We have another indication this week just how far we have to go to change the norms that have been accepted for far too long in our economy. The Pew Research Group is out with a new study showing Americans under the age of 35 are carrying considerably less debt than previous generations following the "Great Recession". As a devotee of Dave Ramsey and the debt-free lifestyle, this news warms my heart. It would appear that the next generation is realizing that they cannot afford to overextend themselves like those before them did--leading us down the path of economic turmoil that we are now dealing with.
However, those grasping to the "conventional wisdom" of "borrow to the max and work the rest of your life to pay it off" are decrying this trend. None other than Fortune Magazine (how ironic is that) says reduced debt among young consumers is a HORRIBLE thing for the economy. Their argument is that if young adults "can't afford to borrow" when interest rates are practically zero--how will they ever be able to buy a house or new cars or all of those clothes at Macy's?

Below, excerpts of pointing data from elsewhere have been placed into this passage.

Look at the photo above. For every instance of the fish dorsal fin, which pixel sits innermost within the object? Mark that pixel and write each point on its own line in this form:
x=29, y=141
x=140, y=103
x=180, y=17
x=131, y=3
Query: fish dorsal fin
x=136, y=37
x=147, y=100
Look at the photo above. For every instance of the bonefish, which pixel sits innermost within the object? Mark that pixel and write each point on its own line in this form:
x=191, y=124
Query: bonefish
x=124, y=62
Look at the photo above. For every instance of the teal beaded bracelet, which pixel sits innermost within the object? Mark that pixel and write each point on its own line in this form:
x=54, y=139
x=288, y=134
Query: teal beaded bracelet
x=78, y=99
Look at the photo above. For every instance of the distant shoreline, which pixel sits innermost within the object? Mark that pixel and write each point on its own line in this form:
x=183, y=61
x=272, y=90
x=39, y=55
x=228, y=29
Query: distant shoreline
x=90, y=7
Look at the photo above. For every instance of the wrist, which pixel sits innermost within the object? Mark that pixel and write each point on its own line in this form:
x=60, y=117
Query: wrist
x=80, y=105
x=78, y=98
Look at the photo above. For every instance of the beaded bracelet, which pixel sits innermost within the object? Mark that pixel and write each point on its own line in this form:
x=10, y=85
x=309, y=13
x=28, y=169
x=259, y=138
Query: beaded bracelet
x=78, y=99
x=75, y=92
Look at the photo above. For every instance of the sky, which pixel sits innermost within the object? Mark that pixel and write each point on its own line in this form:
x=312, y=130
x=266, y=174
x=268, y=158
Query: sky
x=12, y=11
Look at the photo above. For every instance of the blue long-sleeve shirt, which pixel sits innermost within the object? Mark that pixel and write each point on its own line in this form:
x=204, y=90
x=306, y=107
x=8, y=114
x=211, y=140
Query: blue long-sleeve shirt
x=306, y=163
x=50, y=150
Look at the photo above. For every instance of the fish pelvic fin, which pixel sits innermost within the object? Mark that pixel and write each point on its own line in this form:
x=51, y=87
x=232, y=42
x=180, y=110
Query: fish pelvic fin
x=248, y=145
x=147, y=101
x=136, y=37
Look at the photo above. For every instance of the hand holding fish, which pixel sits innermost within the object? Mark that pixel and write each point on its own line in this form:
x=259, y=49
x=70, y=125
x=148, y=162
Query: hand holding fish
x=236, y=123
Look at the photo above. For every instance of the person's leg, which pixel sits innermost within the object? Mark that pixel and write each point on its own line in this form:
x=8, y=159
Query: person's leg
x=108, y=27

I would counter, that it was the myopic focus on getting young adults (and middle aged ones as well) to spend more than they make year after year after year that got us into our current malaise. The "recovery" following 9/11 wasn't based on actual income growth of consumers--it was entirely an increase in the availability of credit--and people's willingness to dive head-first into the ocean of red ink. But once all of those bills came due--especially the "creative home financing"--the entire system collapsed.
By putting off borrowing--either until they are more secure in their jobs or until they have paid off all of their current debt or until they see that Uncle Sam isn't saddling them with huge bills to pay further down the road--today's Young Americans are building the base for a (I can't believe I'm using this term) "more sustainable" economy in the future. You know who doesn't default on their mortgages? People who can actually afford the payments--even in a financial pinch. You know who will have more money for retirement and health care? People who don't pay 18% interest on every tank of gas, meal at a restaurant and article of clothing they buy.
Will such a financial strategy mean slower economic growth for the next few years? It could. But those who fail to learn from the past are doomed to repeat it. So if you're one of those people rejecting the temptations of debt, I applaud you for your strength and your wisdom. We are all counting on you to stay the course--no matter what the "economic experts" may tell you.